One Easter as I read through the story of the crucifixion, I spent several hours deliberating over the words of Christ when he cried in anguish from the cross, "My God, my God, why have you forsaken me?"
The idea that the Father would allow his Son to suffer the torture of crucifixion is beyond me--the humiliation of nakedness, the searing pain, the smell of blood and sweat, the agony of tears, the spit of drunken soldiers, the scorn of a laughing, jeering mob.
When the crowd thinned and the cowards took shelter from the lashing storm, Jesus was left alone. As tears mingled with blood on his battered face, he cried out to his Father--the one who had not once turned away from him in all of eternity. The reply was cold, unmoving silence.
In those horrible moments God himself poured
the judgment for our sins upon Jesus. Every
sin imaginable: lusting and lying, cheating and coveting, murder and hypocrisy, cruelty and deceit. Of course, Christ had never been guilty of any of those sins. But we are. And every one of your sins and mine was racked up on his account right there on that cross. As the prophet testified:
Surely he has borne our griefs and carried our sorrows. . . .

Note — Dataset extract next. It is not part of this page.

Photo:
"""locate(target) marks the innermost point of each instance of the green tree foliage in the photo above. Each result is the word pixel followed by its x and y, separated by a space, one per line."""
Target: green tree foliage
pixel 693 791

But he was pierced for our transgressions; he was crushed for our iniquities; upon him was the chastisement that brought us peace, and with his wounds we are healed.
All we like sheep have gone astray;
we have turned--every one--to his own way; and the Lord has laid on him the iniquity of us all. (Isaiah 53:4-6)

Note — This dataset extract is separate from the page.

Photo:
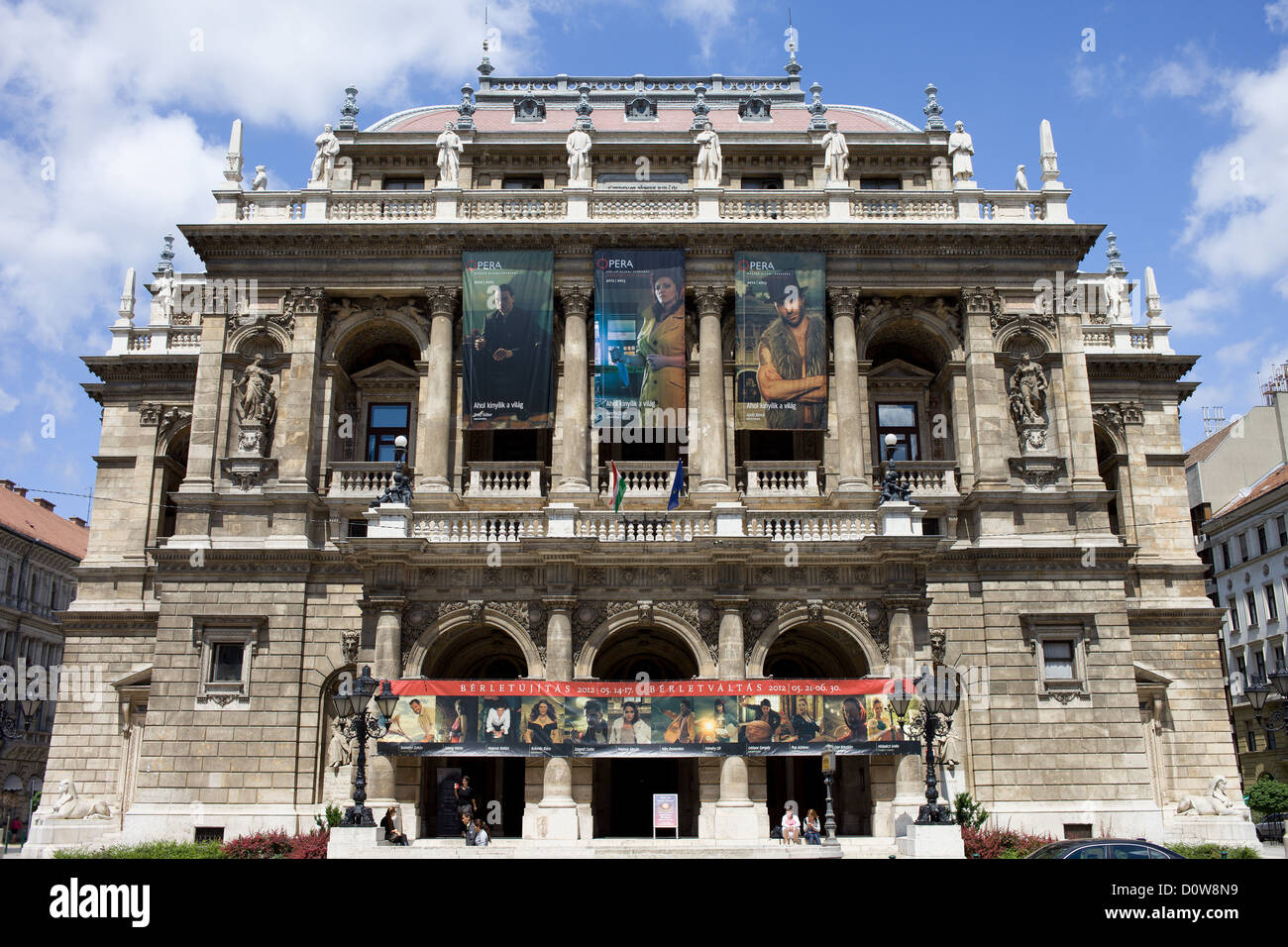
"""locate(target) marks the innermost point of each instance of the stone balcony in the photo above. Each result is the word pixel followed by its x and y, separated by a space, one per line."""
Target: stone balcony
pixel 833 205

So where was God's goodness in treating Christ so?
Where was the Father's kindness in turning his back on his only Son while Jesus cried out in horror and grief?
On that terrible, wonderful day, God's goodness and kindness were directed toward you. God forsook his own Son so that he would never have to forsake you! And because of those dark hours two thousand years ago, God can say to you and me,
"I will never leave you. I will never forsake you."
As I pondered that amazing thought, I felt ashamed. The goodness of God was indeed leading me to repentance. To think that God's anger for my sins was poured out on Christ--and that he has no anger left for me!
You know what that makes me want to do? Praise him. Thank him. Honor him. Obey him with all my heart and soul and mind.
Unlike Christ, I will never have to agonize over separation from my Father. And neither will you. God poured the full measure of his wrath--the terrors of eternal hell--on his own Son so that you and I could be adopted into his very family. That's how much he loves you. And me.